Finally, from a distance, from the edge of the desert, I hear the singing and know I’m not lost.  I had been walking for about 15 minutes through the empty streets of Mitzpe Ramon, looking, a bit worried, for the party. It’s a tiny town, Mitzpe Ramon, 5,000 people, in the middle of the Negev desert, built on the edge of the fantastic Ramon_Crater,  the largest such geological site in the world. Tourism is one of the town’s major industries (the nearby air force base coming in second). But I didn’t come here to tour the natural landscape – I came to meet local educators and learn about the theories and practices, obstacles and opportunities that guide the educational visions that guide this peripheral, diverse and interesting town.  The 2 day study tour was organized and led by the Mandel Leadership Institute, as the final program at the end of a full year of studies. We were a busload – about 60, a motley crew – educators, entrepreneurs, local leaders and social activists, mostly Israelis, a few from the US.  After check in at Mitzpe Ramon’s only hotel we headed right into dinner and a program. Afterwards, I sit in the hotel lobby chatting with some of the other folks, when D. txts, with the directions to the informal, impromptu party on the cliffs of the crater’s edge.  It was past midnight and everybody else was too tired but I wanted to go and there I was on this little adventure, into the dark, silent streets of the sleeping city, in search of the edge.

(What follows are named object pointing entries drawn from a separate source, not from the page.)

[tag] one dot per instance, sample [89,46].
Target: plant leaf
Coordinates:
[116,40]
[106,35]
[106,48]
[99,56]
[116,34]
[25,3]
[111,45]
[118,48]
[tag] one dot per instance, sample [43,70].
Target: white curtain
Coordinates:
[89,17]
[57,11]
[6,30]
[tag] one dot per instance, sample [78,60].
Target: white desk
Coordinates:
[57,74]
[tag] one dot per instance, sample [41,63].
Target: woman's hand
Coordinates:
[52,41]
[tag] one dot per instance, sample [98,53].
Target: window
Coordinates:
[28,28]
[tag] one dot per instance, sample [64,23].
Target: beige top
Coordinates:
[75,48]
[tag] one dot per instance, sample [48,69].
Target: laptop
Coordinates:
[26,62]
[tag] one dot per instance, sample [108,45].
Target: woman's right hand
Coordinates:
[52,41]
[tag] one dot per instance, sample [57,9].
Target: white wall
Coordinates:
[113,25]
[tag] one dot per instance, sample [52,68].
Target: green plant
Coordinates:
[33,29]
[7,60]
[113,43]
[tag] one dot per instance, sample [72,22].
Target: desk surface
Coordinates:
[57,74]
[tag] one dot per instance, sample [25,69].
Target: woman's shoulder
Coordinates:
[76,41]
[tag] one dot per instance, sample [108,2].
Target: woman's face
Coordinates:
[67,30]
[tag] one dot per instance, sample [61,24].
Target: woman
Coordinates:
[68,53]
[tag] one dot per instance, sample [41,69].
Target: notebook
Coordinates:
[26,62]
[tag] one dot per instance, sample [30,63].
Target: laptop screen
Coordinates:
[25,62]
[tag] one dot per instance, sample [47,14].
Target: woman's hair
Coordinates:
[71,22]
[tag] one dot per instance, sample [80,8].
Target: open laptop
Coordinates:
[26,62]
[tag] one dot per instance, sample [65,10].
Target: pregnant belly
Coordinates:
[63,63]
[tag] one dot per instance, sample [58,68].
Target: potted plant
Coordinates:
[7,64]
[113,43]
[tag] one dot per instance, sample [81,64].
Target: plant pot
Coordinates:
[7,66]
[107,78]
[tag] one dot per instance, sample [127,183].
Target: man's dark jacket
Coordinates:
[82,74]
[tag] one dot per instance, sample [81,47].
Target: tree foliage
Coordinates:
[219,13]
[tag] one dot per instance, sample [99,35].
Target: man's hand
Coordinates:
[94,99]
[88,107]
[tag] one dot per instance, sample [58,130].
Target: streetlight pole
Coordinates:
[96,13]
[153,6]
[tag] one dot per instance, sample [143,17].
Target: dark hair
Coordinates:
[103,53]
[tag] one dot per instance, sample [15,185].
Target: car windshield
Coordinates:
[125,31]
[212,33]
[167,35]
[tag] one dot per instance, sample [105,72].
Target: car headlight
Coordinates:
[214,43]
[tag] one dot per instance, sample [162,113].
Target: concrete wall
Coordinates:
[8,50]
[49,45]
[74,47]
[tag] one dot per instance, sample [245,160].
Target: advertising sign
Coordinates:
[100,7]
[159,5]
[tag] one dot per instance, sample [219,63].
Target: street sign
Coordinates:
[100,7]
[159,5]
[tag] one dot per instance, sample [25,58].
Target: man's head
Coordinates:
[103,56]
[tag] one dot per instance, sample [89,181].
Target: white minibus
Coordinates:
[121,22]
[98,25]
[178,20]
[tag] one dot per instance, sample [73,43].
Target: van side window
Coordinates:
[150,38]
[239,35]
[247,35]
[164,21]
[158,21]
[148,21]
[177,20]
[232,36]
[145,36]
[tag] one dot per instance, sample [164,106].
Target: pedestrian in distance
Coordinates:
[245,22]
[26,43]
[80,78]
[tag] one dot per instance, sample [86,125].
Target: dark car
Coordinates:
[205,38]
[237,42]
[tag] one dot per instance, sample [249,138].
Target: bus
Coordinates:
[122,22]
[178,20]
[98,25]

It’s a short walk from the hotel to the crater’s edge, but at this weird hour, in the empty streets, the heat still oppressive, a million stars overhead, and no clear directions – I felt like I was walking through a giant movie set, closed for the night  –a horror movie with aliens. I was just starting to suspect that I’m actually lost and that I won’t find them and-at-least-I’m-having-a-nice-walk – when, faint at first, I hear voices – singing, laughing – and there they were, right on the edge of the crater. The wind was strong there, the crater opening like a vast dark empty ocean; two guitars playing, a bottle of scotch going around, little clusters of people, a big group sitting and singing a Beatles medley. The scotch must have helped, and the fact that this for many of us was the final night of a great and rigorous year of research and studies, and the presence of the crater – we sang, furiously, ecstatic, for a while, anyway. When we got to “Imagine”, everybody who was there somehow joined, and the singing got louder, and one by one people got up, and a circle was, casually, formed. Everybody knew the words. We sang and giggled and danced a little and took pictures. Later we walked back to the hotel through the empty streets, still singing (by then, ballads by Duran Duran. )
There’s something totally vulnerable and intimate and silly and sacred about singing with a bunch of people – certainly when some, or most of them, are in some sort of ‘professional’ and ‘academic’ context. Singing ‘Imagine’ with this bunch of people was like a moment of prayer – a spontaneous call to hope and happiness – using the familiar liturgies of our generation.
All generations sing their songs. Once, in another desert, not too far away from where we were sitting, the generation that left Egypt sang a song to the well.  It’s an obscure and lovely biblical song, found in this week’s Torah episode, ‘Chukat’, at the end of chapter 21, right after a plague and just before a war.
“Then Israel sang this song: Rise up, O well—sing to her!   A well dug by princes, carved by the leaders,
With scepters, with their own staffs.” (Num. 21 17-18)

There are lots of legends and commentaries attempting to interpret the secret of this song and the meaning of this well. One source, from the Midrash, links a thread from the song of the well to the recent death of Miriam, who perishes earlier in the chapter. She was the guardian of the water, the keeper of the well, and once she died, it was the people’s responsibility to guard the well and to dole the water. Twelve leaders from each of the twelve tribes stood in a circle, raised their staffs, and, in unison, rhythmically, for hours, brought them down on the earth and raised the well that nourished them through their wanderings in the desert.
It’s a beautiful legend – and a powerful symbol. The 12 leaders in this Tribal -trance-dance, forming a circle of song; raising the well of nourishment.  They sing, and the water rises and opens to all 12 directions, quenching the thirst of each of the tribes. Where’s that song now? What’s the well? Who are the singers?

We sing at weddings and Karoke Bars, around pianos and in the shower, in houses of worship and around dinner tables and campfires and at national events.  We sing to feel good, and to harmonize, and to remember and to cry and to laugh and to care. It’s like raising wells.

Of all the official goodbye ceremonies, speeches, evaluations and festive dinners that we had this past week at Mandel – singing on the edge of the crater is what I’ll choose to remember most. There we were, a random bunch of well diggers, proclaiming to the world, singing into the vast emptiness of the world’s largest crater: ‘Imagine!’